Страницы моей жизни - стр. 57
– А ты знаешь, – прервал я Льва, – что нашу знакомую лавочницу много раз тянули в жандармское управление?
– Не только знаю, но из-за нее очень много выстрадал. Одна мысль, что ее арестовали, а, может быть, даже сослали в Сибирь, меня буквально измучила.
– Могу тебя успокоить, – сказал я Льву. – Дело кончилось вполне благополучно. Лавочница так настойчиво уверяла жандармов, что никогда не слышала ни о каких явках, что ее в конце концов оставили в покое.

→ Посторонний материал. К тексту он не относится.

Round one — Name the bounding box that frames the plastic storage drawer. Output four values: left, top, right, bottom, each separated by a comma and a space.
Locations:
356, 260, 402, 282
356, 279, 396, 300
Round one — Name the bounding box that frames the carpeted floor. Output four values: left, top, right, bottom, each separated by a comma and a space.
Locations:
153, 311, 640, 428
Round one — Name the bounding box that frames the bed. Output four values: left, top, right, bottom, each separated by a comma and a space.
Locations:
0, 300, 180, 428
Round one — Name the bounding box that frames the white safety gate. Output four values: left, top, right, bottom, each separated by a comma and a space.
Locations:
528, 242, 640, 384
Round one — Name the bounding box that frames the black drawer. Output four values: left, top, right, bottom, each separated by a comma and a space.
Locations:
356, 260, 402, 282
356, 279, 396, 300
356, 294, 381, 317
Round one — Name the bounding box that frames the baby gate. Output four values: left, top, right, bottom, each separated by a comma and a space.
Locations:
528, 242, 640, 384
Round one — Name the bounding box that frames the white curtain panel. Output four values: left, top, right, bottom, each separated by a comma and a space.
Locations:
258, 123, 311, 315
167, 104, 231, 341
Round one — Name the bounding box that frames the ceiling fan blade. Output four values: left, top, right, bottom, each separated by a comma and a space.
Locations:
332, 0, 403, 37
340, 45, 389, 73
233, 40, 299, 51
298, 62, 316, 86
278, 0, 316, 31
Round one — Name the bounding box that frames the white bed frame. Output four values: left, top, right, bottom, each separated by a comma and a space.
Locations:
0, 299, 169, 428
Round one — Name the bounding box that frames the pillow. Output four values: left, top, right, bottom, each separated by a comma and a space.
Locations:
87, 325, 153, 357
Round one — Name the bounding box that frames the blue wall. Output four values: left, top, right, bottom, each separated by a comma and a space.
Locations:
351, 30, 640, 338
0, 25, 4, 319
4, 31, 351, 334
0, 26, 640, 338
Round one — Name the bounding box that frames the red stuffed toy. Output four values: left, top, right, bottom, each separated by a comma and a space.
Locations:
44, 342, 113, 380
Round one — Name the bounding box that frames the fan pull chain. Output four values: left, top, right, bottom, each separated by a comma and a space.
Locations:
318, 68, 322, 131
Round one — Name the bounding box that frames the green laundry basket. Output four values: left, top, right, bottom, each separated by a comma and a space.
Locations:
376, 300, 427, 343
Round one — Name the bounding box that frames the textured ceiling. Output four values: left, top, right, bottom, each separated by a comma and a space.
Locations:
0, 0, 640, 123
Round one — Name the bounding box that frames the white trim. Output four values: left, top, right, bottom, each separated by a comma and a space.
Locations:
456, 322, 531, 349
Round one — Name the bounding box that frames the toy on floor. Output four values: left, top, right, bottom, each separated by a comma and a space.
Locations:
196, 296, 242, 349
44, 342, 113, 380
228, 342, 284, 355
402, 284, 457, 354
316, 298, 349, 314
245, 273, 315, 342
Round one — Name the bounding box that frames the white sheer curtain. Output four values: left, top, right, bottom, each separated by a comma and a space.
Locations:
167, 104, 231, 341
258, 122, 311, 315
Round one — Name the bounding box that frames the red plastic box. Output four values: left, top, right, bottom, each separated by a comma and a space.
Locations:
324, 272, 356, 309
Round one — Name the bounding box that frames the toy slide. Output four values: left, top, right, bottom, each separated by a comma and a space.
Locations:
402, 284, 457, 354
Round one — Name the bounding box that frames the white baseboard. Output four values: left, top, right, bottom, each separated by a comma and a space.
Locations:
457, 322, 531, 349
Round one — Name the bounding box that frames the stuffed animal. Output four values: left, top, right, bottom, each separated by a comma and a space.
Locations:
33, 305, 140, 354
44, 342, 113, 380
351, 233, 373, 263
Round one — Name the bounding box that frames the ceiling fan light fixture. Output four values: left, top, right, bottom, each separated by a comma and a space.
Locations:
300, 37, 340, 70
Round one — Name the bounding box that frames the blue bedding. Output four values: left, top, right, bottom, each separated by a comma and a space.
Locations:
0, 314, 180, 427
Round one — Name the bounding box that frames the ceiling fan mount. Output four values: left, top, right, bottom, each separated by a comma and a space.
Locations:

– Ну, спасибо, друг, ты меня сильно порадовал своим сообщением. Но если бы ты знал, как много я пережил из-за всех этих вещей. От бессонницы и волнения у меня началось нервное расстройство. Мне было неважно, в чем меня обвиняют: я был готов ко всему, но мысль, что из-за меня страдают невинные люди, меня доводила до безумия. Однажды я спохватился, что, сам того не замечая, думаю вслух! Я стал за собою следить и к ужасу своему убедился, что не владею собой. Должно быть, это я не в первый раз думал вслух. И мне вдруг пришла мысль в голову, а что, если жандарм за дверью меня подслушивает. Нервы у меня еще больше разыгрались. Я стал прислушиваться к каждому стуку, к малейшему шороху. Я постоянно был настороже, стал страшно подозрителен, словом, я чувствовал, что я близок к душевному расстройству. Допросы кончились еще полтора года тому назад, но вид жандарма, водившего меня на прогулку, так меня раздражал, что я не раз отказывался от прогулок. В последнее время я себя чувствовал особенно плохо и вдруг слышу – мне посадили соседа. Первой моей мыслью было, что мне подкинули шпиона, поэтому я даже не хотел отвечать на твой стук, но потом я передумал: я решил узнать, кто меня зовет к стене для разговора. А вдруг это свой! После двух с половиной лет строгого одиночного заключения так захотелось обменяться словом привета с товарищем, а, может быть, и с другом, что я преодолел свою подозрительность и ответил тебе. Когда же я убедился, что это ты, Моисей, моя радость была так велика, что я даже не в состоянии и теперь ее выразить словами. Это был один из счастливейших дней моей жизни.
– Жив Бог Израиля! – простучал я ему в ответ любимой его поговоркой.
– Да, – ответил опять Лев, – покуда человек жив, он никогда не должен впадать в отчаяние.
После этой нашей беседы Лев становился с каждым днем веселее. Его нервы заметно успокаивались. Он стал хорошо спать, а дни мы проводили у стены в беседах.
Приблизительно через неделю после моего переселения в уголовный корпус со мною и Львом произошел один из тех случаев, которые запоминаются на всю жизнь. В романах подобные вещи описываются часто, но это была действительность. Я уже упомянул выше, что двери наших камер выходили в небольшой коридорчик, который был отделен тяжелой дверью от общего коридора. Наши камеры были, конечно, всегда заперты на замок. Запиралась также крепко-накрепко и железная дверь, выходившая в длинный коридор; и я, и Лев, в сущности, были все время предоставлены самим себе. Двери наших камер имели по маленькому окошечку с решеткой, а над окошечком висела керосиновая лампочка, которой освещалась небольшая часть камеры. Таким образом, вечером можно было читать книгу, только стоя у самого окошечка.